Many of you know I work in the direct sales industry.
I am an absolute believer in the industry...the business model,
the opportunity for anyone to be successful if they want,
the grassroots way it exchanges products and services is 
the most organic way to doing business I can think of.

I am in...hook, line and sinker.

But...
doing direct sales, or any entrepreneurial venture, for that matter,
has a way of exposing that part of ourselves
that lurks in dark alleys of the neighborhoods of our minds and waits to
 pounce on our self esteem when we least expect it.


I have always been a master of getting in my own way.
If there were a class in it, I could teach it.
I would have emeritus status on the faculty.

I have the potential, I have brains and I have a personality
(at least I think I do...if not, it is time for someone to come clean)
Most of the ingredients I need to mix up a perfect little batch of achievement.

Many an opportunity has come my way in the past twenty years.
People thought I had exactly what it took to make it a go.
Sometimes I even started strong.
But it never failed, that at some point, I would start to make the journey.
Back into the old  neighborhood.
Walking in there alone, with all those demons and doubts.
And I almost never came out the same.
 I knew the monsters were there...waiting...patiently, waiting to pounce.

Even if they didn't jump out to get me, the simple knowing that they could
was enough to make me run.
And sure enough...another potential success story
was history.

When I started my most recent venture, I knew things had to be different.
I knew that this particular opportunity was a once in a lifetime one,
and I was sitting on something that COULD be really special.
Something that could change my family's future forever.
I had all the drive...I had to make this work.
The only excuse I would have for failure was ME if this thing didn't fly.

So...what to do?
I had to make the trip back home to the old neighborhood.
Its  hard to  keep constant company on my walk through the back roads.
Ty learned a long time ago that a trip through my head could be a Titanic-type adventure.
He steers clear, poor guy!
Would I let those lurking fears derail me again?

I have become fascinated the power of the mind and our mindset.
I have gobbled up books about the subject...both spiritual and practical books.
I knew that changing my mindset in order to succeed meant I would have to get out of my comfort zone, and essentially out of my own way.
Holy crap...I was shaking in my brown leather riding boots.
( I DO love clothes, you know...could there be any other way of putting that?)

However...I also truly believe that to succeed, I need to be authentic.
I need to be ME.
So...the $24,000 question...how to get out of my comfort zone AND still be myself?
I had always assumed the two were mutually exclusive.

 If I got OUT of my comfort zone, I couldn't be me...
But to be me is where I am comfortable, so I would have to be someone else
in order to leave it.
And that is uncomfortable.
Told you...
A person could lose their mind in my head :)

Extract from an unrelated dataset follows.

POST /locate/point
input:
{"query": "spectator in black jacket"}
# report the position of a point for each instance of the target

And then I had a realization.
An epiphany almost.
Getting OUT of my comfort zone...my neighborhood,
isn't about becoming someone else.
It isn't about being inauthentic and putting on a disguise in order to fool the demons.

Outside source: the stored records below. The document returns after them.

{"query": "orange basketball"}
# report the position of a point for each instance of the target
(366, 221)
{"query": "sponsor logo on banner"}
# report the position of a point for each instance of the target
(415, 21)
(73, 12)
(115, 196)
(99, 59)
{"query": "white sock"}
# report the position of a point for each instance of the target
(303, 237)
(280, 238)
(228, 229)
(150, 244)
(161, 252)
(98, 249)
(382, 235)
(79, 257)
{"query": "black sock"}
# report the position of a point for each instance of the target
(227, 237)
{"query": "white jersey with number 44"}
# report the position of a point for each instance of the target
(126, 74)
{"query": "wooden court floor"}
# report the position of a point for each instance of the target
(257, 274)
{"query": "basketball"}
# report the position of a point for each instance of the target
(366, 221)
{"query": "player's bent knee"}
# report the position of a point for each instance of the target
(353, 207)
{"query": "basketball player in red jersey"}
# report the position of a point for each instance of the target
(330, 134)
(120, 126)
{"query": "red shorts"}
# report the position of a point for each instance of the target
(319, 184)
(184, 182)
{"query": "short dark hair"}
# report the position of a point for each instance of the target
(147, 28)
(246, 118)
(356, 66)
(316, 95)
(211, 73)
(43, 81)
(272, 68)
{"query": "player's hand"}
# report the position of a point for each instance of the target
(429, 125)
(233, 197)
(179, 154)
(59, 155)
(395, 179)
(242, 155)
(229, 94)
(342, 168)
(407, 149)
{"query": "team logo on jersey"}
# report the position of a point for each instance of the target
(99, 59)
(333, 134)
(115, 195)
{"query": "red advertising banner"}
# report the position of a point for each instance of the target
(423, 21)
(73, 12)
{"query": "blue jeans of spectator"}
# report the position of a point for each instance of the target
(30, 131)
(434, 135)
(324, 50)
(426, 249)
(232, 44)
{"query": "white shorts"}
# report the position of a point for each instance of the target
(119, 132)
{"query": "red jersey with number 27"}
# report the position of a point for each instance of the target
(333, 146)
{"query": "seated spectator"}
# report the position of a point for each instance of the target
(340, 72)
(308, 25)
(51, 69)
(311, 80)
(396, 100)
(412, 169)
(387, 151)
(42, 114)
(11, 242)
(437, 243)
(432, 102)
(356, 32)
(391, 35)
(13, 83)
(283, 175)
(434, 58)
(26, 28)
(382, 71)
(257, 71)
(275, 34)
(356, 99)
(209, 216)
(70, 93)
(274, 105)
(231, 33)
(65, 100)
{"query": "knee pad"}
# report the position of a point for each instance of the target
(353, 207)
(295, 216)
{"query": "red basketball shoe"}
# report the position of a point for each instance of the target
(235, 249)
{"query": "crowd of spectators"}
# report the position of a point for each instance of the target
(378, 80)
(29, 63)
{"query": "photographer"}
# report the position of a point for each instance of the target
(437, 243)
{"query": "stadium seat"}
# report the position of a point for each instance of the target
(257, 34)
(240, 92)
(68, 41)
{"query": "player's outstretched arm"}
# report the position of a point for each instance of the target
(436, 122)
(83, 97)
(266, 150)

It is about ALLOWING myself to be the best part of me.
Allowing the real me to come through, in spite of all those lurking doubts.

Walking by the dark alleys.
Sometimes even looking in, but continuing on my path.
Knowing that they can lurk,
but they only can jump out at me if I let them.

When I ALLOW , I am one with the flow of the universe.
(very New Age sounding, I know, but I do believe it)
Our purpose in this life is to be ourselves...and only ourselves.
The best part of ourselves.

And how does that relate to my business?
Or to whatever is holding you back from YOUR best life?
It doesn't really matter WHAT we do.
Or if we do anything at all.

What matters is how we walk through our own neighborhoods.

Yep...my sweet little direct sales business
has forced me to learn one of the most profound lessons of my adult life.

Getting out of your comfort zone is frightening.
Sometimes paralyzing.
But it doesn't mean abandoning who you are,
it means letting yourself become really comfortable with the 
best part of yourself.
It means believing that that part of yourself
is a luxury gated-community with 24-hour security and an infinity pool
of knowledge.
That's where I have decided to live from now on.
Out of the old neighborhood, and onto a better one.